The measure, which was drafted before Sept. 11, criminalizes laundering the proceeds of foreign crimes in the United States, forbids taking more than $10,000 in cash into or out of the country and transporting more than $10,000 in interstate commerce with the intent to use it to commit a criminal offense, and permits federal courts to restrain the assets of a criminal defendant in order to prevent the transfer of assets to a terrorist network.

Bin Laden Asked to Leave

In Pakistan today, a group of religious leaders is preparing to travel to Afghanistan to try to persuade the Taliban to turn over bin Laden, who the Bush administration calls the prime suspect in the Sept. 11 attacks, to the United States.

The delegation will be led by Mufti Shamezai, a spiritual mentor to many of the Taliban leaders, who called for a holy war against Americans in 1998 after U.S. rocket attacks on camps in Afghanistan. Now, he is expected to try to convince the Taliban to be more cooperative with the United States.

Today, Taliban representatives reportedly said the regime has already asked the indicted terrorist to leave.The Taliban's ambassador to Pakistan, Abdul Salam Zaeef, said the edict handed down last week by a council of Islamic clerics asking bin Laden to leave Afghanistan has been delivered to him, according to The Associated Press.

According to the report, the ambassador said Taliban leader Mullah Mohammed Omar "endorsed" the clerics' decision.

"Osama has now received the Ulema council's recommendations and their endorsement," the ambassador said. "We have not lost Osama, but he is out of sight of the people."

Zaeef did not say how the message was conveyed nor where bin Laden was hiding. He also did not indicate bin Laden's reaction to the message.

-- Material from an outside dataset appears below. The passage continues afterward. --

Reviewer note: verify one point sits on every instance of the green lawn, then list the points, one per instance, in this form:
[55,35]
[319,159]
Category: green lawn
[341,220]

Taliban Information Minister Qudrutullah Jamal told Reuters news service today that he believed the message had been hand-delivered. "The edict had to be delivered by a messenger," Jamal said. "It's not like we can pick up the phone and talk to Osama, or fax a message to him. He has no such facilities, so the message had to be sent through a messenger who probably took some time to find him."

Since the Bush administration identified bin Laden as the lead suspect in the attacks, the Taliban has said it did not know where the Saudi dissident was hiding and that he had already left the country.

Today Jamal contradicted those earlier statements. "I have no reason to believe that Osama has left Afghanistan. He is still here," he said. Hundreds of thousands of people have fled their homes in Afghanistan, fearing a U.S. attack on the country. Refugees have massed on the borders with Pakistan and Iran, and opposition forces in the north and west have been receiving promises of aid and arms from Russia and the West.

U.N. Secretary-General Kofi Annan asked today for $584 million in humanitarian aid for Afghans, who he said are facing the world's worst humanitarian crisis.